Dr Max Davie, Assistant Officer for Health Promotion for the Royal College of Paediatrics and Child Health, said:

“This is a very good, careful study, of which the findings suggest that early intervention can make a long term difference in autism, which is a hugely cheering message for families. It means that up until early school years, a modest improvement in outcomes for children is possible.

“It’s hard to generalise what a reduction in core symptoms means in the real world, but, before an intervention, children are probably finding certain things easier rather than being able or unable to do things altogether.

“Comparing this intervention to others currently being used, this one is quite focused and not especially intensive, which makes the positive results all the more pleasing, since this may be taken up by commissioners. This is very encouraging.”


Prof. Uta Frith, Emeritus Professor of Cognitive Development at UCL, said:

“I don’t know of any long term follow-up study of early intervention in autism carried out with such rigorous controls. It is a remarkably positive story, because the intervention itself was neither intensive nor invasive. There were improvements on a range of measures, but the effects were not dramatic and they were very variable across the group. We are still a long way from individualised programmes that might produce lasting behavioural improvements in all autistic children. In the meantime, we can hold on to the finding that improvements over time did occur even in those who only had ‘treatment as usual’.”

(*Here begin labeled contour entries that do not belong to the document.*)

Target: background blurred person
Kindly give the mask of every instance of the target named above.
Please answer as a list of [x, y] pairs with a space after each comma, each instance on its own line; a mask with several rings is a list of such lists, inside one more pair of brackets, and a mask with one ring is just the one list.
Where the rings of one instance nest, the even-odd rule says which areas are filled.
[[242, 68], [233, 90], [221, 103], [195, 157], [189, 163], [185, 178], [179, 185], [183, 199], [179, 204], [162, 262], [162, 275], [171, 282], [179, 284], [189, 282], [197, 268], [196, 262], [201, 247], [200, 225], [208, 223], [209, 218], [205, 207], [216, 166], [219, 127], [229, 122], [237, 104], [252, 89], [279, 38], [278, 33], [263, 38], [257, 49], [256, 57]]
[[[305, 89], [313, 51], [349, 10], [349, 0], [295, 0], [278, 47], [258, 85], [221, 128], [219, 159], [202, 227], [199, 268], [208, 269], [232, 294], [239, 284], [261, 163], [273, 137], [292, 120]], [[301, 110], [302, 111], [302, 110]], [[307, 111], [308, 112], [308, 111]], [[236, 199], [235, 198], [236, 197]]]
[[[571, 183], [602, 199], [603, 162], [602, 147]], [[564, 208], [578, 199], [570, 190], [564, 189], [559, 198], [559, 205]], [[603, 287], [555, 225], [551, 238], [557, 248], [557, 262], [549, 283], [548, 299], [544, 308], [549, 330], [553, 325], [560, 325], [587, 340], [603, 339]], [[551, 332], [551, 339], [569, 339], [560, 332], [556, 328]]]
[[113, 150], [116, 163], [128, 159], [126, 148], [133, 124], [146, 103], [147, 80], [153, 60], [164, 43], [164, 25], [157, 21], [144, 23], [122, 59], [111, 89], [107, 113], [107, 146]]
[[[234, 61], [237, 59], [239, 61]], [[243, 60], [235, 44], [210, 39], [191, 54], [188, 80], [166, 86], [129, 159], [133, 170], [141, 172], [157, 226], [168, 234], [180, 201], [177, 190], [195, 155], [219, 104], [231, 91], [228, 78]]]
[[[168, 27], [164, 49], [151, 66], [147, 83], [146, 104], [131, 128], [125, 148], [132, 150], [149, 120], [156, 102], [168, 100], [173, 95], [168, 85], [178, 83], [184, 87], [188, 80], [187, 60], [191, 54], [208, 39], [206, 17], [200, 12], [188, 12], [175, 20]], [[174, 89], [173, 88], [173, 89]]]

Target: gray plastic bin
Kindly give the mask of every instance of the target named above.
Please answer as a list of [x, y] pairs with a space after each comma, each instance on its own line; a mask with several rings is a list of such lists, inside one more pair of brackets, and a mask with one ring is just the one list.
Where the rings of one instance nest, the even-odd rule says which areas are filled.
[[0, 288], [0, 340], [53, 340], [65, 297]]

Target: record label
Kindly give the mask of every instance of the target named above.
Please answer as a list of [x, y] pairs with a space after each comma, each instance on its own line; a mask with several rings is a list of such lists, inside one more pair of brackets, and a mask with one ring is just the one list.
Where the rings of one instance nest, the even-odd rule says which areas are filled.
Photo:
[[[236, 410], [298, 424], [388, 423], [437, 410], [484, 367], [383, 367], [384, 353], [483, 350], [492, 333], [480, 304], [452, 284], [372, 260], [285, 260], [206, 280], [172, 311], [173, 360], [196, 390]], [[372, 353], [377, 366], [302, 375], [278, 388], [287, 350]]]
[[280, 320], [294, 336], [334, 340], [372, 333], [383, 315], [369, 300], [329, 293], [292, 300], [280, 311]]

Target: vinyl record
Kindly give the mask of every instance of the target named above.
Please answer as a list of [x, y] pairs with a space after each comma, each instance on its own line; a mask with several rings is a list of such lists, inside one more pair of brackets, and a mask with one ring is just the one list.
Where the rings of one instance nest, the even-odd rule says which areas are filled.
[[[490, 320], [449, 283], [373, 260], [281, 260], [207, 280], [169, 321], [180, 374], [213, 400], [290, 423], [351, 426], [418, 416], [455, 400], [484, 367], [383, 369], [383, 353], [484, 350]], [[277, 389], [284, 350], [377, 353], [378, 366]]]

Dr James Cusack, Director of Science, Autistica, said:

“This randomised control trial and the follow-up study are of exceptional quality. The standard of treatment trials is often low in autism research and this study sets an important benchmark. We need more trials like this one.

“Parents commonly tell us that they fight for a diagnosis, but when they finally get it, the cupboard is bare, with little information or tailored support available to them. Too often, parents fall victim to the false claims of charlatans who prey on desperate families. These results look promising for the many thousands of parents who want to find early interventions for their children based on solid science.

“The primary outcome measure used (the Autism Diagnostic Observation Schedule) was not designed to be an outcome measure and can be insensitive to change. On the other hand, this insensitivity to change may make the improvements seen in the study even more impressive.

“There is debate within the autism community over whether targeting the core symptoms of autism is the correct thing to do. Many feel we should be directly focussing on wellbeing. However, many of the improvements observed in this study are those that the autism community expressed as priorities in a recent consultation run by Autistica.”


Parent-mediated social communication therapy for young children with autism (PACT): long-term follow-up of a randomised controlled trial’ by Pickles et al. published in The Lancet on Tuesday 25th October. 


Declared interests

Prof. Bishop: None received

Dr Davie: “No conflicts of interest”

Prof. Frith: None received

Dr Cusack: “i) I once wrote a grant application with Jonathan Green ii) Autistica have funded Jonathan Green and Tony Charman, previously. iii) Autistica is currently funding Jeremy Parr, Ann Le Couteur and Helen McConnachie iv) Tony Charman and myself have been co-authors on a report previously, and we have been on different advisory groups together. v) Vicky Slonims is on Autistica’s steering group for the James Lind Alliance Priority Setting Partnership.